Я же уставился на мальчишку. Обычно дети-сироты стараются не поднимать глаз, прикидываясь скромными, но этот смотрел на меня, упрямо вскинув подбородок. Недавно из дома, понятно… Глаза у него оказались синими, как у Сигрид, и он был очень высок для своего возраста.

— Как тебя зовут? — спросил я.

— Витольд Ингварссон, сэр, — ответил он, чуть прищурившись. Где я видел эту гримасу? Не у Сигрид, это точно.

— Красивое имя, — кивнул я. — Послушай, Витольд… Я был достаточно близко знаком с твоей матушкой…

— У мамы было очень много близких знакомых, — отчеканил мальчишка. — Но вас я не помню… сэр.

Признаюсь, я опешил, но все-таки пояснил:

— Я познакомился с нею еще до твоего рождения.

— И что с того, сэр? — Витольд изогнул бровь в точности, как тетушка Мейбл, когда та подозревала, будто ее обсчитали в магазине.

— Да ничего! — с досадой ответил я. Я-то надеялся, что мальчишка расскажет мне хоть что-нибудь о Сигрид, но он явно не шел на контакт. — Я твой попечитель. Скоро ты отправишься в пансион, а там, думаю, не пропадешь.

— Я тоже так считаю, — серьезно сказал мальчик и добавил не без издевки: — Сэр!

— Да, ты явно сын актрисы, — устало произнес я. И стоило ехать за столько миль, чтобы наткнуться на упрямого мальчишку? Что, собственно, я рассчитывал от него узнать? — Талант. Несомненный талант… Ладно, Витольд. Мне пора ехать, иначе придется ночевать в дороге. Вот моя визитка, и если кто-то посмеет хоть пальцем тебя тронуть, пиши мне. До встречи!

Я развернулся и пошел к выходу.

— Мистер Кин! — остановил меня мальчишечий голос. — Вы — тот самый мистер Кин?

— Какой — тот самый? — не понял я.

— Ну тот, у которого стеклянный глаз, — шепотом сказал Витольд совсем другим тоном. — Мама про вас часто рассказывала. Особенно когда этот… муж ее… новую актриску находил! А она уже в возрасте была, огорчалась, я к ней, она обнимет — и рассказывает про море, солнце… И про вас тоже, мистер Кин. То есть она никогда имени не называла, только один раз проговорилась, почти заснула уже. Виктор, говорит, Виктор… Я сперва подумал, что ослышался, что это она меня по имени зовет, а она повторила. А теперь… — он помолчал. — Увидел вашу визитку, все и сошлось. Виктор Кин. Она вас звала?

— Не представляю, — честно сказал я. — Не могу сказать наверняка. А… как она умерла, Витольд?

— Тихо, — ответил он, понурившись. — Ну, вы видели, она такая крепкая была, большая… А потом в полгода ее не стало. Даже я, наверно, смог бы ее поднять, кости одни… Доктор приходил все время, лекарств целая тумбочка осталась… Это ее муж присылал.

— Ты все время говоришь — «ее муж», — заметил я. — Но он же твой отец!

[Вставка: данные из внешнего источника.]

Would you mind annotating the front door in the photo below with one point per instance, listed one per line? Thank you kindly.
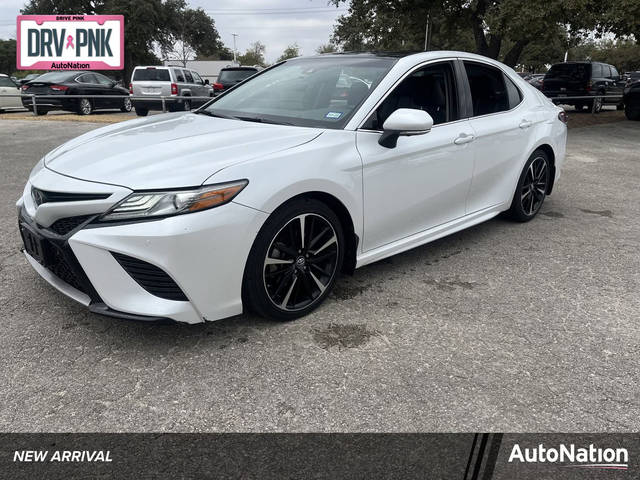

— Он сказал, что отказывается от меня, когда уходил, — нахмурился Витольд, и опять гримаса показалась мне до боли знакомой. — Что не знает, с кем там мама гуляла, мол, я на них обоих совсем не похож! А я ему вообще не нужен. Был бы нужен, разве оказался бы здесь?

— Нет, конечно, — пробормотал я. Господи, да даже и пасынка сдать в приют — у кого рука поднимется? Ан находятся все-таки люди…

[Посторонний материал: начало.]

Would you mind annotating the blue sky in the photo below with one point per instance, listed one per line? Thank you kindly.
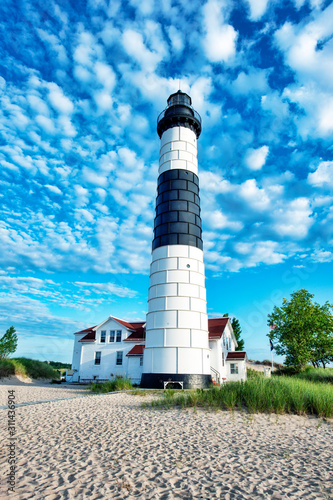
(81, 86)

— Так что он мне не отец, — подытожил мальчик. — Он меня никогда не любил. И маму тоже. Она из-за него плакала, я помню.

Что могло довести до слез железную Сигрид, я даже представить не мог. И не хотел представлять.

— Значит, она умерла во сне? — зачем-то спросил я.

— Почти, — ответил Витольд и закусил нижнюю губу. Потом справился с собой и прибавил: — Лекарства же, мистер Кин. Она почти все время спала. Только под конец очнулась, велела меня позвать и…

Я никогда не умел успокаивать детей. Особенно мальчиков. Особенно таких. Мне даже племянников никогда не доверяли, у меня на руках они расходились еще пуще, впадая в форменную истерику! Вот и Витольд плакал навзрыд, а я уже понимал: ни в какой пансионат я его не отдам.

— Куда!.. — спохватился привратник, когда я забросил рыдающего мальчишку в машину.

— Не ваше дело, — грубо ответил я, надавив на газ. Обернулся и крикнул выбежавшему на шум мистеру Боунсу: — Завтра заезжайте! Надо кое-что обговорить!

Миль через десять у Витольда закончились слезы, зато пробудилось любопытство, и он перебрался на переднее сиденье.

— Ничего не трогай, — сказал я, — если не хочешь убиться сам и меня заодно угробить. Водить машину я тебя научу, когда ногами до педалей достанешь.